The Summer Baby Celebration took place at the Elijah Elk Cultural Center on Sept. 21. The event, which has been taking place for seven years, honors children birth to three years old and their mothers. However, the whole community is encouraged to participate.
"I want to say miigwetch to everyone who has accepted the honor of raising a new spirit. There is nothing more honorable," stated guest speaker Anita Heard. "I want to say miigwetch especially to the young women, who find themselves in a predicament and our raising young ones, who've had to give up some of their dreams, but have had the courage to be there for their young ones."
Renee Dillard, who served as a guest speaker for the event as well, reminded parents and families to provide for their children's futures-both culturally and physically.

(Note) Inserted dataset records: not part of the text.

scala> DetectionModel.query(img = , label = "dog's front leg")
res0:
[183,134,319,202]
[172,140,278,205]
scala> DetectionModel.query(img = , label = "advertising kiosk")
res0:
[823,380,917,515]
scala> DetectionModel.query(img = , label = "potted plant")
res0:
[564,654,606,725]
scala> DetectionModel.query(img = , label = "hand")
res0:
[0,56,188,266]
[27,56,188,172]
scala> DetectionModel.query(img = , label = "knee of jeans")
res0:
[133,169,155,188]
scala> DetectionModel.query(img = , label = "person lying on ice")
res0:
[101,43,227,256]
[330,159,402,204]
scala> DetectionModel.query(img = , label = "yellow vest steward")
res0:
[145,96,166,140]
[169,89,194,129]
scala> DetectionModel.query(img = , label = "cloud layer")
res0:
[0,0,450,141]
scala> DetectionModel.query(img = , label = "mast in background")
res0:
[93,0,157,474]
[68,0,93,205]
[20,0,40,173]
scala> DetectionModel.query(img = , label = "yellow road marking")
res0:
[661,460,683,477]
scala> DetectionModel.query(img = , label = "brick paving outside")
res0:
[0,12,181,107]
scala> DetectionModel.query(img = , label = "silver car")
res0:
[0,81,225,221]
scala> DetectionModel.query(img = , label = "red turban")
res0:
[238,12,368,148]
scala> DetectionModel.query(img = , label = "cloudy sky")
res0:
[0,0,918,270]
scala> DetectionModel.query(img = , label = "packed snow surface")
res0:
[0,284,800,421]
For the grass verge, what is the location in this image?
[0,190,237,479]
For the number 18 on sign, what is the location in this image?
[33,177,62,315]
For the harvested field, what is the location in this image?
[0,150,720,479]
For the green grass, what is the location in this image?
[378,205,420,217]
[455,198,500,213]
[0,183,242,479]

"I like to follow our traditional ways and our traditional values," explained Dillard. "My grandson has an older sister. Every time she comes over, we put on our boots and go for a walk in the woods. I want her to remember that from her grandmother. Mother Nature has so much she can teach us. It's so important for our little ones to know that.
"Take responsibility for the seven generations. When we make decisions with these in mind, we do even better for the future. When we understand where we have been as a people, it will make it so much easier for our young ones."
Mothers of the youngest attendants were presented with handmade blankets. For every baby celebration, Sandy Smith creates these gifts for the mothers of newborns. She has been giving handmade items to young mothers for over 20 years. Her creations have been sent all over the world, including China, Iraq and Canada.
The celebration, attended by about 150 people, also included a feast and song provided by the High Spirit Singers.
The event is structured in the spirit of fun with games such as the mummy wrap, drum game, face painting and giveaways along with outdoor recreation. However, a more serious note was touched on by Seventh Generation Program Director Beaver Pelcher with thoughts for the future.
"This is the time to think of our babies and what is going on right now in our country," stated Pelcher in reference to the Sept. 11 terrorism attacks. "We are a nation within a nation, along with all our other reservations. I thank the participants and other programs for coming and thinking of our children. We give prayers for the mothers, unborn, fathers and grandmothers and all those people. Pray for our veterans and our men and women in this country.
"I hope for our whole nation and other countries that have been oppressed. I hope for peace and pray for our people. However you pray, let's pray for peace for these babies and for the country."